La réalité de la construction de chauffages IR à longue portée pour les fours-tunnel
Si vous essayez de chauffer un four-tunnel en verre qui s’étend sur plusieurs mètres, vous réalisez rapidement que vous ne pouvez pas simplement prendre une lampe standard et la prolonger. Ce n’est pas possible. Lorsque la longueur dépasse 2 mètres, la physique entre en jeu : il y a des baisses de tension, le verre a tendance à se courber, et il y a toujours le risque que le tube en quartz se brise.
Obtenir une chaleur uniforme
Le plus gros problème est d’éviter les zones froides. Personne ne veut un profil de chaleur inégal dans son four-tunnel.
Nous ne connectons pas simplement des lampes courtes bout à bout – cela entraîne des températures inégales. Au lieu de cela, nous construisons des systèmes continus. Nous passons beaucoup de temps à ajuster la longueur du filament et la façon dont il est enroulé. L’objectif est simple : assurer que la chaleur soit identique au début et à la fin du filament.
Les défis liés au quartz
Nous utilisons du quartz de haute pureté, car c’est la seule matière capable de résister aux chocs de chauffage et de refroidissement rapides sans se briser.
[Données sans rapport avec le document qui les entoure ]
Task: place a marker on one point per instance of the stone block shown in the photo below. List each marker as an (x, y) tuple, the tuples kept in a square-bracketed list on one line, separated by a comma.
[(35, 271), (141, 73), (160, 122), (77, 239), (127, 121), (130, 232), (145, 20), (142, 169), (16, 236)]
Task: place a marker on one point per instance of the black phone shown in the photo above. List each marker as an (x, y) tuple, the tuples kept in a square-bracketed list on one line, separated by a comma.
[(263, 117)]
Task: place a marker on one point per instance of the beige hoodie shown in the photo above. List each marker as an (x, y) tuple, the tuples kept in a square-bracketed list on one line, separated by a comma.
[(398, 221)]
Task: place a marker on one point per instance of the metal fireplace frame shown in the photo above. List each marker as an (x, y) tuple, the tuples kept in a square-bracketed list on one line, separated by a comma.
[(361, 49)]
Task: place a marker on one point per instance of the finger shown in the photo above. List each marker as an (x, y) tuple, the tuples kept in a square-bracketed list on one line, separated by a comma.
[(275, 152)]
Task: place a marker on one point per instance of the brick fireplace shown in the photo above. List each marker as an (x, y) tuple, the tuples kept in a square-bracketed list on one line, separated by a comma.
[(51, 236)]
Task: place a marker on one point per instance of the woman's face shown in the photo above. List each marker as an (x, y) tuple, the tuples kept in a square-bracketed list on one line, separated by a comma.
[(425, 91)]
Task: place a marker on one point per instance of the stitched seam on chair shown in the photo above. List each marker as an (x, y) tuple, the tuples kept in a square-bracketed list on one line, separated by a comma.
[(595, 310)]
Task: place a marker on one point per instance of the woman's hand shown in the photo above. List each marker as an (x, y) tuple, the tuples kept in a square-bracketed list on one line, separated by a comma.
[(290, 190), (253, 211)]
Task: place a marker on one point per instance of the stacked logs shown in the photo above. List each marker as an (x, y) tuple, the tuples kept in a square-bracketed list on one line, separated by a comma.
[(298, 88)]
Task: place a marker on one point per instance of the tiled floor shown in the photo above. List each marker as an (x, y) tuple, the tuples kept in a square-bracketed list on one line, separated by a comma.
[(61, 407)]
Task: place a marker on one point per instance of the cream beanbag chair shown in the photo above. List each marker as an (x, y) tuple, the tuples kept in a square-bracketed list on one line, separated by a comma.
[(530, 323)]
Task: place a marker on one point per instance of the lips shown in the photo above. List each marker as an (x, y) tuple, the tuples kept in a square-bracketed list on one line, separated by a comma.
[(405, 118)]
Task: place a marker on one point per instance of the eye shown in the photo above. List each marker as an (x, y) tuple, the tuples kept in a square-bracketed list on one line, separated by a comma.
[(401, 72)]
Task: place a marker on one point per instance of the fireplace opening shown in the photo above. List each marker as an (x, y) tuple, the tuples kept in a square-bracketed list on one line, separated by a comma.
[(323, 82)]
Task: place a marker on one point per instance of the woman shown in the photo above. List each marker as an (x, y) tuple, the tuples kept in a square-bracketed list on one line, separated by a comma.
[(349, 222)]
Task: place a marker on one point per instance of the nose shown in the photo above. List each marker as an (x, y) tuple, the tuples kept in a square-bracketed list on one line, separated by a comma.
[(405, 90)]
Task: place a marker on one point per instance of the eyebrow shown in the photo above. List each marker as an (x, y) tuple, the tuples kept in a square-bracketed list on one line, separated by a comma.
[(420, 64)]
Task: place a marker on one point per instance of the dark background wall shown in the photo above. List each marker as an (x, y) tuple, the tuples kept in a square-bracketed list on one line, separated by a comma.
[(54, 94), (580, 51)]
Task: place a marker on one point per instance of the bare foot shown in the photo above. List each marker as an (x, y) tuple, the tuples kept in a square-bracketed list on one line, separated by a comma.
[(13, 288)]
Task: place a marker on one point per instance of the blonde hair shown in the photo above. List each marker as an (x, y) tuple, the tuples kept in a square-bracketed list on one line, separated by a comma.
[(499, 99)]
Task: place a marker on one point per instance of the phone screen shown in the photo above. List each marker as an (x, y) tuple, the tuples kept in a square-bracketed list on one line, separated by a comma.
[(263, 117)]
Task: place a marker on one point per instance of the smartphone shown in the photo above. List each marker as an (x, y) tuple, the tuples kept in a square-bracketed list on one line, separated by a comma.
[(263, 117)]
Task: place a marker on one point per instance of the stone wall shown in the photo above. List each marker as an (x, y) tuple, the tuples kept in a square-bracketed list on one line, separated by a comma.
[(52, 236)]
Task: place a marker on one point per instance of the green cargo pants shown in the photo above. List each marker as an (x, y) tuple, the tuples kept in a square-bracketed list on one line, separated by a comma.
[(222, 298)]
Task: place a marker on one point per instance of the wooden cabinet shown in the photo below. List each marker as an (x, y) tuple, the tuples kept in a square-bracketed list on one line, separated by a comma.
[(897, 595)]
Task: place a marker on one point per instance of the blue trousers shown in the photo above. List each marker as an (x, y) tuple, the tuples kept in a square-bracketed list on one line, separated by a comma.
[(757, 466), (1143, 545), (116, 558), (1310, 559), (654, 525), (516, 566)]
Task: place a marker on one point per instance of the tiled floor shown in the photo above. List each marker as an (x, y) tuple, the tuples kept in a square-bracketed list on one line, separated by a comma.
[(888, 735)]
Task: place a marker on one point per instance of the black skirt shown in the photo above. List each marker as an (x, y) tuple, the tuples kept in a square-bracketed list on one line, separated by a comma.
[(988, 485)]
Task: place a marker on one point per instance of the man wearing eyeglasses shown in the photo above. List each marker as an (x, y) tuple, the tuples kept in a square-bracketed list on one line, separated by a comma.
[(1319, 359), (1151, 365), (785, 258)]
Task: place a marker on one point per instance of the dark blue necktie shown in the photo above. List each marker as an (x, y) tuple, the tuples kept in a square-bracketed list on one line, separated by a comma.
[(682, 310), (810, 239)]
Mais voilà le problème : dès que la longueur du tube en verre dépasse 2 mètres, il commence à se courber ou à vibrer. Si le filament bouge ne serait-ce qu’un peu et touche la paroi en verre ? Bang. Le filament se brise instantanément.
Pour éviter cela, nous utilisons des supports renforcés et des gaines de précision. Cela permet de maintenir tout en place, afin que le filament reste bien à sa place.
Les compromis à prendre en compte
L’installation de ces dispositifs est une tâche complexe. Nous utilisons des connexions industrielles, car la charge électrique est très élevée. Si vous utilisez des composants bon marché, vos terminaux vont surchauffer, ce qui est un problème à éviter.
Mais il y a aussi un risque réel lorsque l’on va trop loin en termes de longueur. Si vous avez une seule lampe de 2 mètres et qu’elle tombe en panne, vous perdez alors une grande partie de votre zone de chauffage. C’est un risque à prendre en compte. Vous devez décider si vous préférez avoir un système parfaitement continu ou plutôt un système plus simple à remplacer en cas de panne.
De plus, veillez bien à vérifier votre alimentation électrique. Ces longs filaments consomment beaucoup d’énergie dès que vous allumez l’appareil. Si vos disjoncteurs ne sont pas conçus pour gérer cette charge initiale, vous passerez plus de temps à réinitialiser votre tableau électrique qu’à faire fonctionner votre four.